Han Sen silahlarını çoğunu kullanabiliyordu ama Gods Sanctuary'ye girmeden önce uzak mesafeden tek başına avlanmayı planladığından okçuluğa daha sıkı çalışmıştı. Ama bir noktayı es geçmişti. İyi bir oku ve yayı olmadan herhangi bir yaratığının cildini bile delemezdi.

Şimdi bir miktar para kazanmıştı. Alaşım oku ve yayı alabilmesi mümkündü. Okçuluk ile avlanmaya başlamak istiyordu. Her şeyden önce hem güvenli hem de güçlü bir avlanma yöntemiydi.

En önemli şey Gods Sanctuary'de son vuruşu yapan kişinin canavar ruhu kazanma şansı vardı. Talih kuşu potansiyelinde ise okçuluk ilk üç yöntem arasında olmalıydı.

Okçuluk için özel eğitim gerekliydi, bu yüzden çoğu insan kılıç ve bıçak tercih ederdi. Yay ve ok satan çok fazla gönderi yoktu.

Han Sen para biriktirmeye çalışıyordu, bu yüzden ikinci el eşya satın almak istedi. Alfa alaşım yayları onun için çok pahalıydı, ona bir milyondan fazla maliyeti neden olacaktı.

Gümüş kaplama okçuluğun sevilmeme nedeniydi, bu yüzden çok fazla rakipte yoktu. Han Sen yedi gün önce ikinci Gods Sanctuary'ye gitmeye karar vermiş ve tüm eşyalarını satan birisinin gönderisine denk geldi. Tüm malzemeleri bir alaşım ok ve yay haricinde satılmıştı.

''Siyah Valder serisinden bir yay ve Saber serisinden oklar!'' Han Sen bir süre okçuluk pratikleri yapmıştı ve her türlü ok ve yay türlerini incelemişti.

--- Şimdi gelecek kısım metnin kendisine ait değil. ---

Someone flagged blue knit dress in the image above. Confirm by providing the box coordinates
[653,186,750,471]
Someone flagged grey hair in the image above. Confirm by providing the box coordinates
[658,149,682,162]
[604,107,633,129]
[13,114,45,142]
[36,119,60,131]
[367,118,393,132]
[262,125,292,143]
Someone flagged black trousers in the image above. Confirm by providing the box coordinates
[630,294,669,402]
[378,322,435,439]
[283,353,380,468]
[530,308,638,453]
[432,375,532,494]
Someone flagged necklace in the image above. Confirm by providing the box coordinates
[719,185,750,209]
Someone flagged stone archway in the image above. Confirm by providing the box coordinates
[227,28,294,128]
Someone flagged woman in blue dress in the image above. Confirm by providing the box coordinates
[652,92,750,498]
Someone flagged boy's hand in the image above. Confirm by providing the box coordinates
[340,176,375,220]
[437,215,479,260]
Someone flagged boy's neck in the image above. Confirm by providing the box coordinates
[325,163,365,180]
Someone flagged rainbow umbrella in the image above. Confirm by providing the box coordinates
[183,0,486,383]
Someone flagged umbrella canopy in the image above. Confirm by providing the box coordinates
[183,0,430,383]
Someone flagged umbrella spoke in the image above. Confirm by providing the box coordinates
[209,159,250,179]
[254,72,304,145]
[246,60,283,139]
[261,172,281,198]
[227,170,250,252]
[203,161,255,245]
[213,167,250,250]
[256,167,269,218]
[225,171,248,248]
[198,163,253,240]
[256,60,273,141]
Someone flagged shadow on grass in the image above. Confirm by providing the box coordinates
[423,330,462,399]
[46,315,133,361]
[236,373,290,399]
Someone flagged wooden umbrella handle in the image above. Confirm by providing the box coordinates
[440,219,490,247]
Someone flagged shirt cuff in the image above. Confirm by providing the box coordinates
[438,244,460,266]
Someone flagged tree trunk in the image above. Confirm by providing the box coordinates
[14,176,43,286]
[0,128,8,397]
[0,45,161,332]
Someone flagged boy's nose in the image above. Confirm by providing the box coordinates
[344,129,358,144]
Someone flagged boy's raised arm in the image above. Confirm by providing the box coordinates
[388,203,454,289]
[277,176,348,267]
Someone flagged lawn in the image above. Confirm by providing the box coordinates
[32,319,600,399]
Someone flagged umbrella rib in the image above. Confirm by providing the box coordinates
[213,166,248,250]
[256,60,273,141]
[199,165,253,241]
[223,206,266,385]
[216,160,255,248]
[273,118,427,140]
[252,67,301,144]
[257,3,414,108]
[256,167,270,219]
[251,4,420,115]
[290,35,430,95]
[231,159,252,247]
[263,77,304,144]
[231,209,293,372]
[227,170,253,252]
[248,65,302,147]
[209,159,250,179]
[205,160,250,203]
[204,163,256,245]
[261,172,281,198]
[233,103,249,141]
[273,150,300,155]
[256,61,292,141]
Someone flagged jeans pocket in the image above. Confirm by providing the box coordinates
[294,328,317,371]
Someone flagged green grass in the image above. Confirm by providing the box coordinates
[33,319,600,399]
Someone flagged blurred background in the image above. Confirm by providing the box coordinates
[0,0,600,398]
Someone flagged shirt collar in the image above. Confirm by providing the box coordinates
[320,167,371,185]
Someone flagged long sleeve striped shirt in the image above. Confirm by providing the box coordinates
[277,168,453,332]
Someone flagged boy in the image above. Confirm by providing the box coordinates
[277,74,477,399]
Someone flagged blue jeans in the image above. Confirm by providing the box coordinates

Silah yapmak için, alaşımın mutlaka sert olması gerekmiyordu, çünkü eğer çok sert olsaydı, kenarları çok kırılgan olurdu. Ancak sert alaşım da kolayca yıpranmazdı.

Yaylar ve oklar da istisna değildi. Siyah Valder yayında kullanılan üç tip alaşım vardı.  Esnekliği ve sertliği aynı anda garanti almak için, yayın içinde iki tane karıştırılmıştı. İp yapımında kullanılan alaşım ise oldukça özeldi, üretim yöntemi bir kaç yıldızlar arası metal üretim şirketleri tarafından korunmaktaydı.

Siyah Valder serisi klasik bir alaşım yay serisi idi ve fiyatları yüksekti. En ucuzlarından birisi olan Wanderer'in Yayı, oku olmadan iki milyona mal olurdu.